Setelah kepergian Nathan, Yara masih berdiri di tengah kamar, menatap sekeliling dengan mata berbinar. Sebesar apa pun kekesalannya tadi, dia tidak bisa memungkiri bahwa kamar ini adalah surga kecil. Tempat tidur besar dengan seprai lembut, lemari berisi pakaian mewah, dan fasilitas lengkap yang bahkan belum pernah ia impikan sebelumnya.
"Gila ..., ini beneran kamar aku?" Yara bergumam sendiri, lalu tersenyum puas.
Tanpa ragu, dia menjatuhkan diri ke kasur empuk itu. Begitu tubuhnya menyentuh permukaan kasur, ia langsung terbenam dalam kenyamanan yang belum pernah ia rasakan sebelumnya.
"Astaga, ini kasur atau awan?" ucapnya sambil menggelinding ke kanan dan kiri, menikmati setiap detiknya.
Setelah puas dengan kasur empuk itu, Yara pun segera berdiri. Dia membuka lemari dan mendapati berbagai koleksi pakaian mahal tergantung rapi.
Tangannya menyentuh satu per satu bahan baju itu dengan kagum. "Wow ..., kalau aku jual satu aja, bisa buat hidup sebulan." Dia tertawa kecil, merasa beruntung meskipun situasi ini tetap terasa absurd.
Namun, setelah puas mengagumi kamar dan barang-barangnya, tubuhnya mulai merasa lengket. "Oke, waktunya mandi."
Di kamar mandi, dia semakin dibuat terpukau. Bathtub mewah, shower modern, bahkan ada penghangat lantai. Tanpa pikir panjang, Yara berendam, menikmati setiap detik seperti ratu yang sedang menikmati spa pribadi.
"Ahh, kalau setiap hari kayak gini, aku bisa lupa kalau aku lagi dikontrak sama pria menyebalkan itu," ucapnya sambil memainkan busa di tangannya.

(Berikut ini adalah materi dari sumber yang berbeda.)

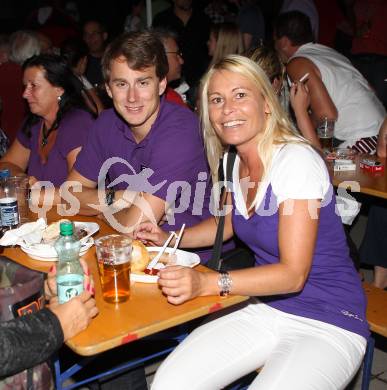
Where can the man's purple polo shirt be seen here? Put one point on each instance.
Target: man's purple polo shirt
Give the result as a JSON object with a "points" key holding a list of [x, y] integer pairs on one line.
{"points": [[173, 150], [72, 133]]}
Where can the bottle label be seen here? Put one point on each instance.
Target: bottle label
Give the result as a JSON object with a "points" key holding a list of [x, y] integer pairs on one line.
{"points": [[69, 286], [9, 212]]}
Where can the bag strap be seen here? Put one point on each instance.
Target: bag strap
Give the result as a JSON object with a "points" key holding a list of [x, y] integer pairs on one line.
{"points": [[215, 261]]}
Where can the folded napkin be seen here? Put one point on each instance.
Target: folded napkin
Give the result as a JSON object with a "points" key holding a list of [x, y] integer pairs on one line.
{"points": [[28, 233]]}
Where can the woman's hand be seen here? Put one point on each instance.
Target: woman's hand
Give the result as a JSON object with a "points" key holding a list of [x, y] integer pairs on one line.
{"points": [[299, 97], [181, 284], [50, 288], [32, 180], [150, 234], [74, 315]]}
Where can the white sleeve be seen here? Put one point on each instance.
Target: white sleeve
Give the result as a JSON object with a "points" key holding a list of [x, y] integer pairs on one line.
{"points": [[298, 172]]}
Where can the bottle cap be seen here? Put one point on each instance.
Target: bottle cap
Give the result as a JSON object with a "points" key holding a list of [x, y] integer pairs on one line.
{"points": [[4, 173], [66, 228]]}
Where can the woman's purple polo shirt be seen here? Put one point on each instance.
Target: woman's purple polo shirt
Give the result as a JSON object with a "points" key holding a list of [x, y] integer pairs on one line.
{"points": [[72, 133]]}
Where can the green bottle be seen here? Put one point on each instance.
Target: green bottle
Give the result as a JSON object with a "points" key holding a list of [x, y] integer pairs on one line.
{"points": [[69, 277]]}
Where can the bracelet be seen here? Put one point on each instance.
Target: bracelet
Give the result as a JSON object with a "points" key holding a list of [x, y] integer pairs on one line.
{"points": [[109, 196], [224, 283]]}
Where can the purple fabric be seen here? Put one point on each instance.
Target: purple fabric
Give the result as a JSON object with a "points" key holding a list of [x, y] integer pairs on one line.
{"points": [[173, 150], [333, 291], [72, 133]]}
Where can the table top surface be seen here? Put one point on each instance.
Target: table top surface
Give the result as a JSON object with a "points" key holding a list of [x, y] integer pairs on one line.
{"points": [[145, 313], [374, 184]]}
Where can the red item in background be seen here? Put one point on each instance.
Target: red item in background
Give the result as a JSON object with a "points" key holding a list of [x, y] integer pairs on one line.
{"points": [[14, 107], [371, 17]]}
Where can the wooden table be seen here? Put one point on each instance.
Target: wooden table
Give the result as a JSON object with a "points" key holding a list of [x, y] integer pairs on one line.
{"points": [[147, 311], [369, 183]]}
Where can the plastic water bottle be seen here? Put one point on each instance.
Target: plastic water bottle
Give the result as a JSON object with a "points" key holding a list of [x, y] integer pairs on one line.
{"points": [[69, 276], [9, 211]]}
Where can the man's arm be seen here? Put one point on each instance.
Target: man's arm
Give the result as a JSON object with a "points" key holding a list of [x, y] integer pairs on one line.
{"points": [[320, 101]]}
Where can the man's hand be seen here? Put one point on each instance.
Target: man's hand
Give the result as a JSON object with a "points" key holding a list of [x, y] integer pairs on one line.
{"points": [[74, 315]]}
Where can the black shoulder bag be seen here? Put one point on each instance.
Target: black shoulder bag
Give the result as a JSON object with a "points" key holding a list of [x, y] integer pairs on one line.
{"points": [[241, 256]]}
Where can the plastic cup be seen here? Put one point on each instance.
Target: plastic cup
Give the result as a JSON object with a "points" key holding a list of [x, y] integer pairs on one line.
{"points": [[114, 255], [325, 131]]}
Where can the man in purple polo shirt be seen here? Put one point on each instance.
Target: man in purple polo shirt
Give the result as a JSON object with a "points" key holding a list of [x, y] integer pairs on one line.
{"points": [[145, 144]]}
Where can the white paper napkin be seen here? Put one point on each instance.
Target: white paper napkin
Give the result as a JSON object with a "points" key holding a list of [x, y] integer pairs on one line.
{"points": [[29, 233]]}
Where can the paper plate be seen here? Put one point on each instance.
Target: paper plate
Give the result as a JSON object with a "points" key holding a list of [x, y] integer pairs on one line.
{"points": [[187, 259], [46, 252]]}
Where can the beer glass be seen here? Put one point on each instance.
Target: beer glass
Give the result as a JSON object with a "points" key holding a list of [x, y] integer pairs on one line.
{"points": [[114, 255], [325, 130]]}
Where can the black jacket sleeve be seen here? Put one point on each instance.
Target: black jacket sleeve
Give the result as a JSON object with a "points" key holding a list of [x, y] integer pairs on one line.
{"points": [[29, 340]]}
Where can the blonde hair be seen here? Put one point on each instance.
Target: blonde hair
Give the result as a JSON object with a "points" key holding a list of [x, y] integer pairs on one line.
{"points": [[229, 40], [278, 129]]}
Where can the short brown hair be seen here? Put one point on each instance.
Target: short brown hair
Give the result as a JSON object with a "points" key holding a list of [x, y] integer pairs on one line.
{"points": [[141, 50]]}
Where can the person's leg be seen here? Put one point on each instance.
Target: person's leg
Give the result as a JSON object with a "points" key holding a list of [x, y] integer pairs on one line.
{"points": [[220, 351], [311, 355]]}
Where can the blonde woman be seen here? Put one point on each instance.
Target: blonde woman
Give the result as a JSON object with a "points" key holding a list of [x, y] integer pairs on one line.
{"points": [[225, 38], [307, 326]]}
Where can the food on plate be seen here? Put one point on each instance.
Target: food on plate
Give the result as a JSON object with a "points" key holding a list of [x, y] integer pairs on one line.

Setelah lebih dari setengah jam, Yara akhirnya selesai mandi dan mulai memilih baju. Dia sengaja memilih pakaian santai tapi tetap stylish—lagipula, kapan lagi dia bisa memakai pakaian mahal tanpa perlu membelinya sendiri?

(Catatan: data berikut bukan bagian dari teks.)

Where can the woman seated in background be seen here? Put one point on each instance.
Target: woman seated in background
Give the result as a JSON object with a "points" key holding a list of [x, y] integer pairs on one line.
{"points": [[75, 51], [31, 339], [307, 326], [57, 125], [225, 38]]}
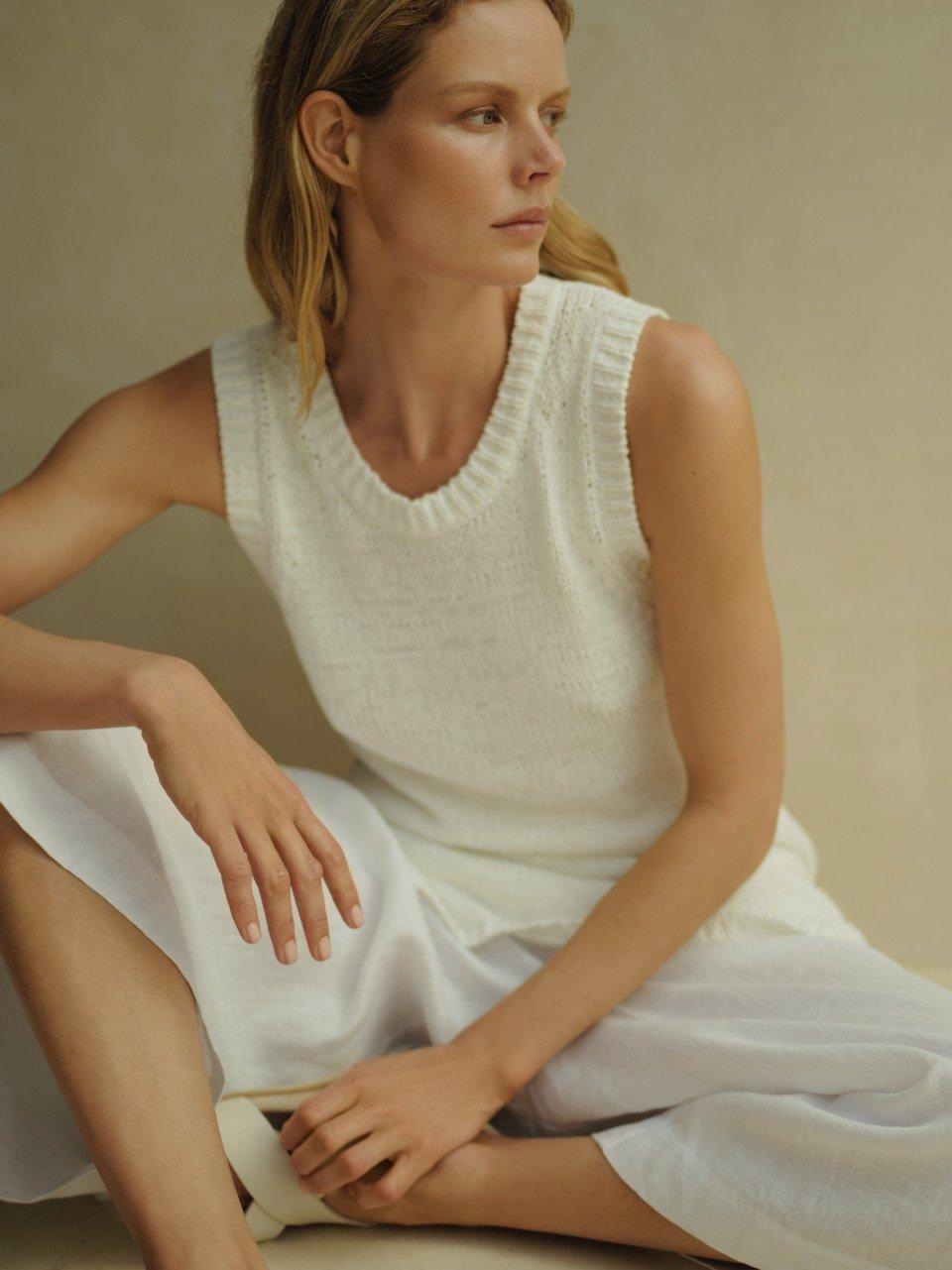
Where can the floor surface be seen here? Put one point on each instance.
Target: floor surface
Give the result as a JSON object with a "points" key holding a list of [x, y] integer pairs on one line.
{"points": [[84, 1233]]}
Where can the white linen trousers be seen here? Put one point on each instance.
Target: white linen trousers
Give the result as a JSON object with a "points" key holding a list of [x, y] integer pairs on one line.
{"points": [[785, 1097]]}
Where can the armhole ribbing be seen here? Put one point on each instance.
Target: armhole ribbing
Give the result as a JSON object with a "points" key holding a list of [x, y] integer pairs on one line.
{"points": [[614, 507], [242, 407]]}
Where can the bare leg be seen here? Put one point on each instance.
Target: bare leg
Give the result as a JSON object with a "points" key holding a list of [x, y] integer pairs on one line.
{"points": [[566, 1187], [560, 1185], [118, 1025]]}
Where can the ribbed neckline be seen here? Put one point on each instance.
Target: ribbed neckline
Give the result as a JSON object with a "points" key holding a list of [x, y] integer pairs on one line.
{"points": [[329, 443]]}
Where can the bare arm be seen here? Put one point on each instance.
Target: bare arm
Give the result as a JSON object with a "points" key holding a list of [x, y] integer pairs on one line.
{"points": [[698, 489], [127, 457]]}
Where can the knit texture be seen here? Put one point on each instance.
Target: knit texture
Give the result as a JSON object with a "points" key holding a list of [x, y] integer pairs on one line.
{"points": [[488, 649]]}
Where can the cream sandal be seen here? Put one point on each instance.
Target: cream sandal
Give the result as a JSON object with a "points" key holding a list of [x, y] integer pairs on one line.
{"points": [[263, 1166]]}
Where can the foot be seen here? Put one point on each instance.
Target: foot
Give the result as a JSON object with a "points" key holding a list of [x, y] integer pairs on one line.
{"points": [[436, 1198]]}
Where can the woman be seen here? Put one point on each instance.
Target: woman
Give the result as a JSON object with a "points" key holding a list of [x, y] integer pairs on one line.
{"points": [[511, 518]]}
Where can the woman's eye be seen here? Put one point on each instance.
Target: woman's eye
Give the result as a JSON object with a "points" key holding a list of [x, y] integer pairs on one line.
{"points": [[491, 109]]}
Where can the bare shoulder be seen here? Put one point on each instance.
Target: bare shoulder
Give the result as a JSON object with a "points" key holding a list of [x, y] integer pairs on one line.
{"points": [[176, 415], [686, 407]]}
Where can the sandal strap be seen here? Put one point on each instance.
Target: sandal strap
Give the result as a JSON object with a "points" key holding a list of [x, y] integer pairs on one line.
{"points": [[256, 1153]]}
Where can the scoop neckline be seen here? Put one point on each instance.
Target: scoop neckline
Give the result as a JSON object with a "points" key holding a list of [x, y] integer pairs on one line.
{"points": [[329, 443]]}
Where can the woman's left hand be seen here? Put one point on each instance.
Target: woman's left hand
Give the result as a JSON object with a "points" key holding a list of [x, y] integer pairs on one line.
{"points": [[414, 1106]]}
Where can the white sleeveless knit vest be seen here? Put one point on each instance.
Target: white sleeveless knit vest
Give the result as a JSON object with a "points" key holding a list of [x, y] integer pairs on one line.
{"points": [[488, 649]]}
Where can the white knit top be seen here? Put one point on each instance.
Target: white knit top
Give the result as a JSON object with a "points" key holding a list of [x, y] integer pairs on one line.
{"points": [[488, 649]]}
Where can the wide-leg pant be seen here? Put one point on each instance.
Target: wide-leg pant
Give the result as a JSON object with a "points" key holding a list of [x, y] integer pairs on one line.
{"points": [[784, 1097]]}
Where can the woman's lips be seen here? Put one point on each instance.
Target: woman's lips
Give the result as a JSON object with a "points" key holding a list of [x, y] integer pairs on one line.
{"points": [[523, 229]]}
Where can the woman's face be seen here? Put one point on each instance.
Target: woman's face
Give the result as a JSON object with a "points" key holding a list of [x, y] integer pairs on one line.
{"points": [[433, 174]]}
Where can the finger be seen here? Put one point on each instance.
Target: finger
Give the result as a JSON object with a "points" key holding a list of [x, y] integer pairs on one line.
{"points": [[275, 888], [337, 873], [237, 876], [306, 876], [314, 1110], [319, 1148], [394, 1184], [352, 1164]]}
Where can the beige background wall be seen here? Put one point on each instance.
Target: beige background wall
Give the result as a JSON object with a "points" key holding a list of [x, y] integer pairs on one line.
{"points": [[775, 173]]}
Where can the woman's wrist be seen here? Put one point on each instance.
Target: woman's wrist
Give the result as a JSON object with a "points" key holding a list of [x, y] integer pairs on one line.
{"points": [[154, 685]]}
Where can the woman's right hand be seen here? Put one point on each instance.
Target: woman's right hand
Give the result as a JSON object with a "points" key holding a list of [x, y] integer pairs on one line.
{"points": [[243, 805]]}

Saat dia bercermin, senyum di wajahnya makin lebar. "Oke, Yara, kamu bisa menikmatinya. Tiga bulan aja kok. Santai."
Tapi kemudian perutnya berbunyi keras. Dia baru sadar bahwa dia belum makan malam.
"Wah, lapar banget. Ada makanan nggak ya? Dia pasti punya makanan kan? Tinggal cari dapurnya dimana."
Dengan rasa penasaran, dia keluar dari kamar, berjalan perlahan melewati ruangan besar itu. Apartemen ini luas, tanpa banyak sekat, dan begitu mewah. Bau harum makanan tiba-tiba menyapa hidungnya.
"Hmm, bau apa ini? Masakan?"
Yara mengikuti aroma lezat itu hingga sampai di dapur terbuka yang menghadap ke ruang makan. Matanya membesar ketika melihat pemandangan di depannya—Nathan, mengenakan celemek, dengan lengan kemeja putih yang tergulung rapi, sedang menyusun makanan di atas meja makan dengan ekspresi serius.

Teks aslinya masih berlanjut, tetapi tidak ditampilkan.